Politik: Matthias Schiermeyer (ms)
Können Sie sich denn erklären, dass sich diese Vorgänge angeblich nicht bis in die Vorstandsspitze herumgesprochen haben?
Die internen Abläufe bei Volkswagen von außen zu deuten, steht mir nicht zu. Wenn Herr Winterkorn feststellt, dass er die politische Gesamtverantwortung übernimmt, sich aber nicht unmittelbar in der Verantwortung sieht, weil er davon nichts wusste, kann ich nicht das Gegenteil feststellen. Deutlich wird aber: Die Aussagen, dass es jetzt auch um strukturelle Änderungen gehen muss, um einen Konzern mit zwölf Marken besser regierbar zu machen, werden nicht ohne Grund getroffen.
Bräuchte Volkswagen eine Flucht nach vorne – eine Öko-Offensive gewissermaßen?
Im Moment würde diese wohl wenig glaubhaft wirken. Die deutsche Automobilindustrie muss spätestens jetzt aufhören, mit Testzyklen zu argumentieren, die nicht den Echtbetrieb wiedergeben. Es braucht zwingend einen Kulturwandel, was den Umgang mit den Emissionsrichtwerten und deren Einhaltung angeht. Da wäre es ganz wichtig, ein klares Signal zu setzen.

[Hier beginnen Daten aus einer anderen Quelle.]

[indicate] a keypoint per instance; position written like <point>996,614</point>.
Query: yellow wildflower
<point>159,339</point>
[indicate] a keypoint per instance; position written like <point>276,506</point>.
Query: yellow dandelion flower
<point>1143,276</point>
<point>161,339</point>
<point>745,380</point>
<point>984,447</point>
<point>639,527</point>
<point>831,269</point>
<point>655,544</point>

Sie sind zuversichtlich, dass nicht andere deutsche Hersteller Ähnliches getan haben?
Im Moment wissen wir, dass die Zulieferer die Hersteller vor möglichen Manipulationen gewarnt haben. Ich muss davon ausgehen, dass es von den anderen Herstellern entsprechend gehandhabt wurde – einen Generalverdacht auszusprechen, wäre der Sache nicht angemessen.
Aber Bosch ist als Lieferant der Software in Misskredit geraten. Was kann das in dem Unternehmen bewirken?
Bosch hat von Anfang an deutlich gemacht, dass diese Software, die man für Testzwecke braucht, nicht im Echtbetrieb verwenden darf. Es gibt da offensichtlich auch deutliche schriftliche Hinweise an Volkswagen. Damit ist offensichtlich, dass die Verstöße gewollt und gegen vorhandenes Wissen in Kauf genommen worden sind, um eine Optimierung der Fahrzeuge ohne den dafür notwendigen Kostenansatz zu erreichen.
Der Marktanteil der deutschen Hersteller am Diesel liegt in Westeuropa bei 53 Prozent. Wie sieht die Zukunft des Diesels aus?
Der Diesel ist als Verbrennungsmotor im Übergang zur Elektrifizierung unverzichtbar. Die heutige Technologie macht es möglich, dass der Diesel nicht nur CO2-freundlicher ist, sondern auch die Grenzwerte bei Stickoxiden und Feinstaubbelastung des Benziners erreichen kann. Solange wir mittelfristig weiter mit Hybridtechnologie arbeiten müssen und eine Vollelektrifizierung nicht erreichbar ist, spielt der Diesel weiterhin eine strategisch wichtige Rolle.